Un mot en passant, d'abord merci pour le lien, la lecture de ce texte m'a été tout à fait décoiffante, et appelle à considérer quelques idées autrement.

Primo, parler d'archétype à propos du transfert, voilà bien sûr une révolution dans la considération de ce qui nous arrive.
On ne pense pas assez aux évidences. Les archétypes sont partout dans l'organisation de notre psyché, dans sa structure même, ce qui m'amène naturellement à une idée qui me taquine depuis pas mal de temps.

Il s'agit en fait de la matérialité du psychique. une matérialité qui fait sa réalité puisque s'y heurter déclenche des sensations, et un toucher mental n'est pas moins réel qu'un toucher physique puisqu'il éveille à une réaction, un comportement, aussi bien physiologique que psychologique.

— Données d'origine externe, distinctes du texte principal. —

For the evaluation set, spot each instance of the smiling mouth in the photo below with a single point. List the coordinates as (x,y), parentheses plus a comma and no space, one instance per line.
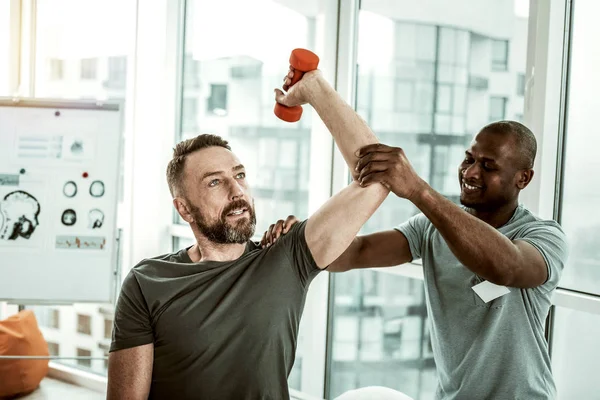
(237,212)
(471,188)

Il y a longtemps que j'ai ressenti la parenté, et plus, d'être entre les végétaux, et nous même, notamment les grands arbres. Je suis plus grimpeur, élagueur, que bûcheron.

Cette démarche, professionnelle, qui m'a coûté beaucoup d'efforts, et dont j'avais ignoré plusieurs fois l'appel, alors que toute la synchronicité possible m'y engageait, s'est réalisée vraiment il y a quelques années. J'ai donc entamé vraiment un nouveau métier à l'âge où la plupart des autres le quittent.

J'ai fait bien sûr cela en toute conscience, puisque j'avais compris combien le basculement des fonctions était évident, moi qui n'avait jamais eu deux sous d'intuition, voilà que tout d'un coup je me mettais à sentir les choses plus qu'à les calculer. C'est que j'avais rencontré Jung entre temps qui a bousculé toute ma conception, et qui continue sans cesse.

Cette économie du mouvement qui permet de se déplacer dans les arbres, qui permet aussi de gérer le stress, parfois, notamment par la respiration, puis bien sûr toute une flopée de détails trop longue à exposer ici m'ont fait trouver, par exemple, la démonstration de l'arbre de Guy Corneau, dans son bouquin "le meilleur de soi", encore plus édifiante. A noter que ce livre m'est arrivé par le plus grand des hasards, il s'est imposé, par le biais de nouvelles clés, et comme un récapitulatif des sept dernières années.

La vie est fantastique.

Je fais court, donc pour aller au plus simple, l'arbre de vie a des branches sèches et sans avenir, et aussi des branches de vie, de développement, etc...

Il s'agit de savoir sur laquelle on se trouve, et de comprendre comment en changer si possible.

Pour revenir à cette notion de géographie psychique, il y a bien une voie. Elle est aussi matérielle, et aussi saisissable que les caillous du chemin, et aussi dure à la chute, voire plus que le macadam. Et elle donne de sérieux appuis pour se relever d'à peu près n'importe quoi.

C'est peut-être, en tous ca pour moi, quand on cesse de vouloir à tout prix décidément tout conduire et tout diriger que se dessine, à petites touches, puis comme de vrais murs, les méandres et les droits du chemin parcouru.

Le ténu de la sensation n'est pas un argument contre, c'est seulement la limite de notre perception qu'on peut d'ailleurs élargir.

Ainsi, la matérialité de la relation, animosité ou amour ne peut être contestée. Elle apparaît comme un rêve sitôt que l'objet de notre émotion s'éloigne, et pourtant, un peu de concentration et nous retrouvons aussi vite ce qui nous paraissait déjà si loin.

Loin des yeux, mais jamais loin du coeur.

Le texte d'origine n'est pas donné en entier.